Al año siguiente, Mir arrasó en Moto3, ganando el mundial con solvencia mientras que Fabio debutó en Moto2 con el equipo de Sito Pons, terminando 13º con una sexta plaza como mejor registro.

En 2018 Mir subió a Moto2 con el Marc VDS y el de Niza pasó a formar parte del Speed Up.
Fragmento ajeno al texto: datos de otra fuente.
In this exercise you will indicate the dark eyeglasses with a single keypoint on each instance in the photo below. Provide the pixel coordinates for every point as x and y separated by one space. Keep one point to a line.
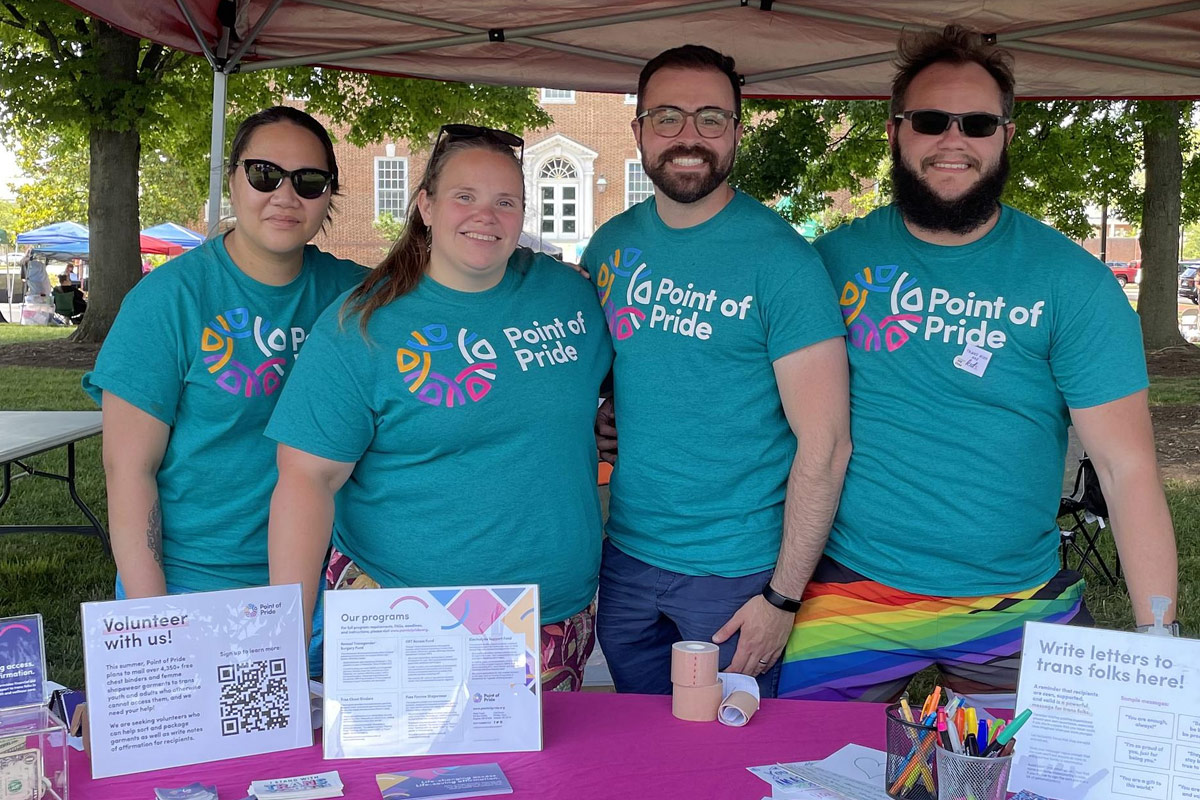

Nuevo baño del balear, sexto en el cómputo global con cuatro podios por una victoria y una segunda plaza del galo, que finalmente terminó 10º en la general.

Solo la promoción de ambos a la categoría reina el pasado año destacó al galo, quinto en la general con siete podios, mientras que Mir no rindió a su nivel, entre otras cosas por el brutal accidente sufrido en verano durante unos test privados en Brno.

Suzuki MotoGP

Precisamente esa trayectoria ascendente de Quartararo, que incluso peleo por la victoria en más de una ocasión durante el curso pasado con el todopoderoso Márquez, y sus dos aplastantes victorias en las dos primeras citas de 2020, lo convirtieron en claro favorito, pero el francés fue diluyéndose como un azucarillo, con cuatro carreras consecutivas fuera del top 6 hasta llegar a la cuarta plaza lograda en el GP de Rimini.

Ahora, su nueva victoria en el Circuit de Barcelona, uno de sus trazados fetiche y donde ha subido al cajón en los tres últimos años, le devuelven al centro de los focos y le colocan de nuevo al frente de las apuestas.

Pero Fabio huye de esa situación e intenta por todos los medios trasladar la presión sobre Mir, sabedor de su propia fragilidad cuando se vuelve centro de atención, mientras que el balear espera agazapado su momento, sumando podios y esperando esa primera victoria que le refrende como claro aspirante.

Ambos se encontrarán frente a frente en el gélido Le Mans, una prueba que puede ser definitoria en la carrera hacia el título si además tenemos en cuenta que las dos siguientes citas se celebrarán en Aragón, el trazado favorito del piloto de Suzuki.

Una repetición del resultado de Montmeló, con victoria del galo y segunda plaza del español, dejarían las espadas en todo lo alto antes de la quíntuple cita consecutiva en la Península Ibérica. Una derrota de Quartararo en Le Mans a manos de Mir podría minar definitivamente su anhelo de hacerse con el trono que quedó libre por la excedencia forzosa del #93.